• thread or fork for an network server, what is the better way ?

    From Michael Niehren@21:1/5 to All on Wed Jun 1 08:38:08 2022
    Hi together,

    i am currently using a tcl-network-server under linux, that do a fork for
    every new connection, which then handles the request.

    As i see the tasks-Modul from ET here on the list, i'm thinking about to
    switch to threads to handle the request in a thread-pool and hope to get
    speed improvements.

    So, what do you think of it, what is the better way ?
    Is it expected to have speed improvements when using a thread pool in
    contrast to fork on every new incoming connection and will the improvements
    be big enough to legitimate the effort for switching ?

    Currently i have 1 binary with all procedures for handling the request included, which then forked. As far as i know, if i switch to threads, i
    have to import all my defined procedures in every new starting thread, so
    i have to split my binary into 2 parts. Is that right or is there a simple
    way to define all procedures of the current running process in a thread
    that this process starts ?

    best regards
    Michael

    --- SoupGate-Win32 v1.05
    * Origin: fsxNet Usenet Gateway (21:1/5)
  • From Rich@21:1/5 to Michael Niehren on Wed Jun 1 13:22:25 2022
    Michael Niehren <michael@niehren.de> wrote:
    Hi together,

    As i see the tasks-Modul from ET here on the list, i'm thinking about
    to switch to threads to handle the request in a thread-pool and hope
    to get speed improvements.

    The only way to really know is to put in the effort for a rewrite and
    measure the difference.

    However, with Linux, the time difference between launching a new thread
    and forking (at the C level) is minimal (vs say in windows where the
    windows equivalent to fork is order of magnitude slower than launching
    a thread). The result of this minimal difference under Linux likely
    means that Tcl interpreter overhead will dominate both versions to the
    extent that you see little measurable difference in speed.

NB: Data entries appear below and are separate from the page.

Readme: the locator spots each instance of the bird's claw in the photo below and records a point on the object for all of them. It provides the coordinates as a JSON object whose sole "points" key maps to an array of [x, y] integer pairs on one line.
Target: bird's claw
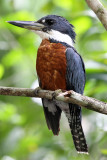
{"points": [[37, 90]]}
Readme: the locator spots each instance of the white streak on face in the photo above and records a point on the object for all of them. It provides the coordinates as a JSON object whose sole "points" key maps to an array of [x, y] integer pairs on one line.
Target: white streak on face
{"points": [[56, 35]]}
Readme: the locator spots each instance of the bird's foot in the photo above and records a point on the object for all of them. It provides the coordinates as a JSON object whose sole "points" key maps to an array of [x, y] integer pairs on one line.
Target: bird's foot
{"points": [[37, 90], [56, 93]]}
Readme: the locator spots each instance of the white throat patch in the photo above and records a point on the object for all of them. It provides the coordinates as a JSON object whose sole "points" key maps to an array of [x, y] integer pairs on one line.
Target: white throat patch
{"points": [[56, 35]]}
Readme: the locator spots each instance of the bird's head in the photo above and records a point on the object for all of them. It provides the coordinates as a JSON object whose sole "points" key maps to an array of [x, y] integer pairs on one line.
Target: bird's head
{"points": [[52, 27]]}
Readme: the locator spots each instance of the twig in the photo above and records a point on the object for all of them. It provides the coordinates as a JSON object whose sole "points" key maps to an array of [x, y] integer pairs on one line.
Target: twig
{"points": [[99, 10], [67, 96]]}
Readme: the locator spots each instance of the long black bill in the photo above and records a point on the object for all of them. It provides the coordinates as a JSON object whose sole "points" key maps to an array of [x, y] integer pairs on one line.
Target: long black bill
{"points": [[32, 25]]}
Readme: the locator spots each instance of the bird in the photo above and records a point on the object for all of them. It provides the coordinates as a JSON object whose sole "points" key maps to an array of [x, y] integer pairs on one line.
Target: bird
{"points": [[59, 66]]}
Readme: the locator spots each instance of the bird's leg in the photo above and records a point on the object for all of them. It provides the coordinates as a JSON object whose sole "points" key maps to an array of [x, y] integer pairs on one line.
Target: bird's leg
{"points": [[56, 93], [37, 90]]}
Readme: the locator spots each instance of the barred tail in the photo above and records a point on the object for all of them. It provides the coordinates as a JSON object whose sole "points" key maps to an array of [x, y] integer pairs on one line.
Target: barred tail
{"points": [[76, 129]]}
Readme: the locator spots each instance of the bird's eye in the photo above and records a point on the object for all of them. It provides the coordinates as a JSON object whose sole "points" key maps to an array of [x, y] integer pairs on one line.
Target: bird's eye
{"points": [[50, 21]]}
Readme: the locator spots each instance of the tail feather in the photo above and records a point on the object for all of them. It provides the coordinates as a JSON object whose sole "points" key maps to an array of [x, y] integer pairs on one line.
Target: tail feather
{"points": [[76, 129]]}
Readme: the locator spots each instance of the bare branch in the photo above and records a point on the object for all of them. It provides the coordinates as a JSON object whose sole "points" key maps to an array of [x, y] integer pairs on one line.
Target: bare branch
{"points": [[67, 96], [99, 10]]}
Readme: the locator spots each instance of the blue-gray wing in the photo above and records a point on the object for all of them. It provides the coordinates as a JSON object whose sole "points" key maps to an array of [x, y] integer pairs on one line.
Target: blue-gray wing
{"points": [[75, 73]]}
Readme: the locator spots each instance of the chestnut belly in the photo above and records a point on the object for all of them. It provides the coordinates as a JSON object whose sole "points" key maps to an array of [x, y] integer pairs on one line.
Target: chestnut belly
{"points": [[51, 65]]}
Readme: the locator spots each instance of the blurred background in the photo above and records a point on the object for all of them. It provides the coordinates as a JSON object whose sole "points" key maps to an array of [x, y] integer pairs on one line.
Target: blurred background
{"points": [[23, 131]]}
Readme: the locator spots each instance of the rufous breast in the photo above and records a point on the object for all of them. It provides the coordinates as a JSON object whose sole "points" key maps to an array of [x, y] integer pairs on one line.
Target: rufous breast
{"points": [[51, 65]]}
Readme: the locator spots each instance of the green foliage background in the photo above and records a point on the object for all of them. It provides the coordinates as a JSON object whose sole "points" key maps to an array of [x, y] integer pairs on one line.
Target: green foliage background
{"points": [[23, 131]]}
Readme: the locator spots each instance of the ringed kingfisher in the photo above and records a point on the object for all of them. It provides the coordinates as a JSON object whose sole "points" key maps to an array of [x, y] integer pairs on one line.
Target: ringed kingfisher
{"points": [[59, 66]]}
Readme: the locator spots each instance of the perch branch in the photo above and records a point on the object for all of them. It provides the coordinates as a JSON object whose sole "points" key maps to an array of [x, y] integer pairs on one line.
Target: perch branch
{"points": [[99, 10], [67, 96]]}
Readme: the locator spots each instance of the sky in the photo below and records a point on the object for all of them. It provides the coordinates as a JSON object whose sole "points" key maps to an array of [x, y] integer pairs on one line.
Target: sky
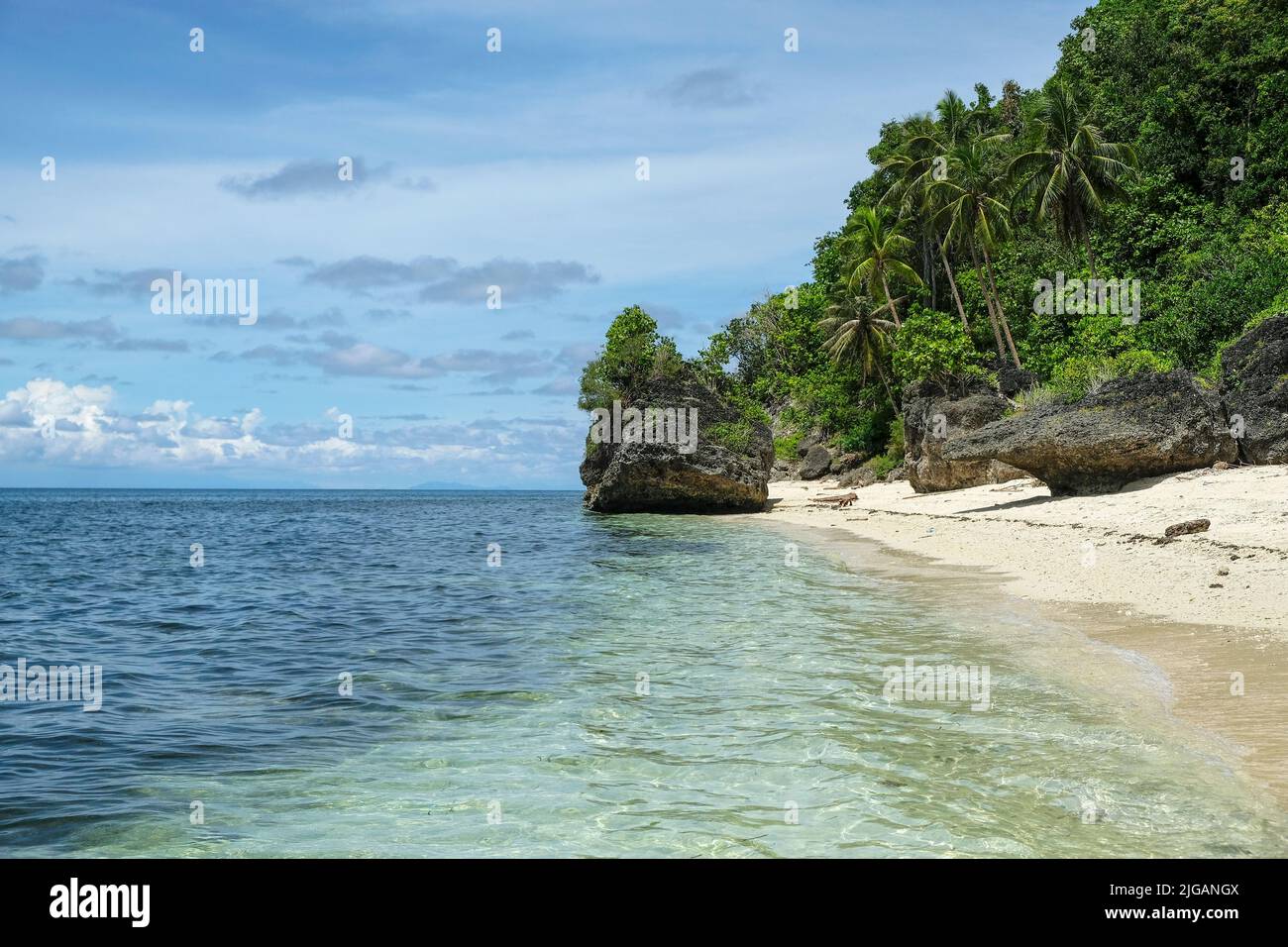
{"points": [[378, 357]]}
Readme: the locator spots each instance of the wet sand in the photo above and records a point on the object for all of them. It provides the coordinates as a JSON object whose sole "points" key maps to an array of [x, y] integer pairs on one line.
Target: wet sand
{"points": [[1093, 564]]}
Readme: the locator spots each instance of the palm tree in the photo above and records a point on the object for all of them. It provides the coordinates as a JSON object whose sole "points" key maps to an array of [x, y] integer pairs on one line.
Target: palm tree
{"points": [[974, 215], [913, 167], [859, 335], [1072, 170], [877, 253]]}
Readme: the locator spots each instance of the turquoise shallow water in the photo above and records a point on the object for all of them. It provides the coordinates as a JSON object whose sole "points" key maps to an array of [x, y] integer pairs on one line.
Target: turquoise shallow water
{"points": [[501, 710]]}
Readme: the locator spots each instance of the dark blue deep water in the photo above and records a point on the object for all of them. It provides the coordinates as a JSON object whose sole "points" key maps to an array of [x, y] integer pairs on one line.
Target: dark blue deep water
{"points": [[616, 686]]}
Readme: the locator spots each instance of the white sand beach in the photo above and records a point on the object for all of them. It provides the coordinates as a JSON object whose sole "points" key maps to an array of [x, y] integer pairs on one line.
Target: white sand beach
{"points": [[1093, 549], [1205, 607]]}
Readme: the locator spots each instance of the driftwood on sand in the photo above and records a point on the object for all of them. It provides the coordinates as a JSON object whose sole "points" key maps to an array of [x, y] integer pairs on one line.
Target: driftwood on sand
{"points": [[838, 499]]}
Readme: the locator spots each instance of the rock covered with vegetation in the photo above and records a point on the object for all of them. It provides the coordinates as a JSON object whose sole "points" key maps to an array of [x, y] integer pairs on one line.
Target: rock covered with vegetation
{"points": [[1154, 158], [719, 462], [1254, 388], [1132, 427], [934, 416]]}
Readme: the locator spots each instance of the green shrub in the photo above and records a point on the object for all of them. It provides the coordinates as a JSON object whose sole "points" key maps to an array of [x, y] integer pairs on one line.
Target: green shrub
{"points": [[632, 354], [932, 346], [785, 447]]}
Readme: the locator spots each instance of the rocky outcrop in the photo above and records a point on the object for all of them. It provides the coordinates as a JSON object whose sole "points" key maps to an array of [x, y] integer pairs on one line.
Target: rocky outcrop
{"points": [[1254, 389], [816, 463], [932, 419], [1132, 427], [724, 470]]}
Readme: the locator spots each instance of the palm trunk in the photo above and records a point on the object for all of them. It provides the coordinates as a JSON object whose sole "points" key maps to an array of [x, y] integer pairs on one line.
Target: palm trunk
{"points": [[1006, 328], [1091, 257], [890, 300], [988, 303], [887, 385], [952, 282]]}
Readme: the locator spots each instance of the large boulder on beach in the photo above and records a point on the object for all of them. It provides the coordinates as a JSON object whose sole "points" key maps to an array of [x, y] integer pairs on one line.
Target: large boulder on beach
{"points": [[816, 463], [722, 470], [1132, 427], [932, 418], [1254, 389]]}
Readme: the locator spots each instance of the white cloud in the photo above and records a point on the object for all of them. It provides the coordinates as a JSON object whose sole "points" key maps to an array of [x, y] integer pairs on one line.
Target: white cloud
{"points": [[168, 434]]}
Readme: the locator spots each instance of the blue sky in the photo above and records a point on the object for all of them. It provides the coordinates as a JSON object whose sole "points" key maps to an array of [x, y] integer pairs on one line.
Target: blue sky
{"points": [[472, 169]]}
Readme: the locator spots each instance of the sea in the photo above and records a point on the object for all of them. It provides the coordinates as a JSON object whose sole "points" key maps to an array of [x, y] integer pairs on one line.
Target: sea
{"points": [[490, 674]]}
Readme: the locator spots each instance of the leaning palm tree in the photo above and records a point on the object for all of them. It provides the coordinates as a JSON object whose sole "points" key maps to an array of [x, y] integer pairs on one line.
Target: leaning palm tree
{"points": [[913, 167], [859, 335], [1072, 170], [975, 217], [877, 253]]}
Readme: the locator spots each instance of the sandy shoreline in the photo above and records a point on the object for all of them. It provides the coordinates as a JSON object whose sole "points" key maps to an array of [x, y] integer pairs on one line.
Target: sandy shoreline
{"points": [[1095, 561]]}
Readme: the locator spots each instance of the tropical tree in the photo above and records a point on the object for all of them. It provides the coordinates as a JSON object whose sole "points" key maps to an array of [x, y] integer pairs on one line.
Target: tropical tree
{"points": [[1070, 171], [876, 254], [974, 215], [859, 335], [913, 166]]}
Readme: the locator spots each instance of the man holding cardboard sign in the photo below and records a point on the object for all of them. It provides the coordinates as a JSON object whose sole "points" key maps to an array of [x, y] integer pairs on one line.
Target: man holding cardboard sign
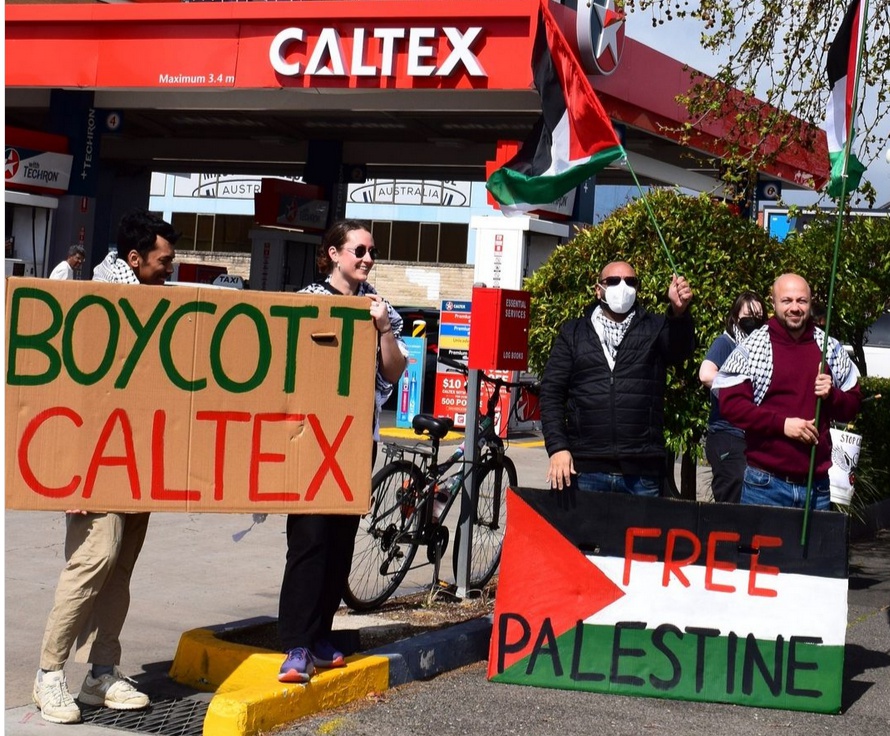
{"points": [[93, 593]]}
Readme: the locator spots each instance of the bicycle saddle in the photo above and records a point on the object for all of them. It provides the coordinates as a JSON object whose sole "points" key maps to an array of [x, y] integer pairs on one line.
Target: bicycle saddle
{"points": [[436, 427]]}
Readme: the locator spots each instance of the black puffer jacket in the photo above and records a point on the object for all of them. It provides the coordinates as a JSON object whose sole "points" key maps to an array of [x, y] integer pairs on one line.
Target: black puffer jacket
{"points": [[612, 420]]}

    So, what do you think of it, what is the better way ?
    Is it expected to have speed improvements when using a thread pool in contrast to fork on every new incoming connection and will the improvements be big enough to legitimate the effort for switching ?

    Without putting in the effort to rewrite, and then measuring, no one
    can know. But given my paragraph above, I predict you'd not see a huge difference. With one exception. If requirements changed such that the
    current forked processes suddenly now need to share a data structure.
    Shared access to a common data structure will likely be much faster in
    Tcl with the Threads package and the TSV (Thread Shared Variables)
    allowing sharing of that data vs. trying to share among forked
    processes.

    Currently i have 1 binary with all procedures for handling the request included, which then forked. As far as i know, if i switch to threads, i
    have to import all my defined procedures in every new starting thread,

    Thread pool's allow you to supply an init script that is executed each
    time a new pool member is spun up. It should "initialize" the thread
    to the point that it is a productive member of the pool.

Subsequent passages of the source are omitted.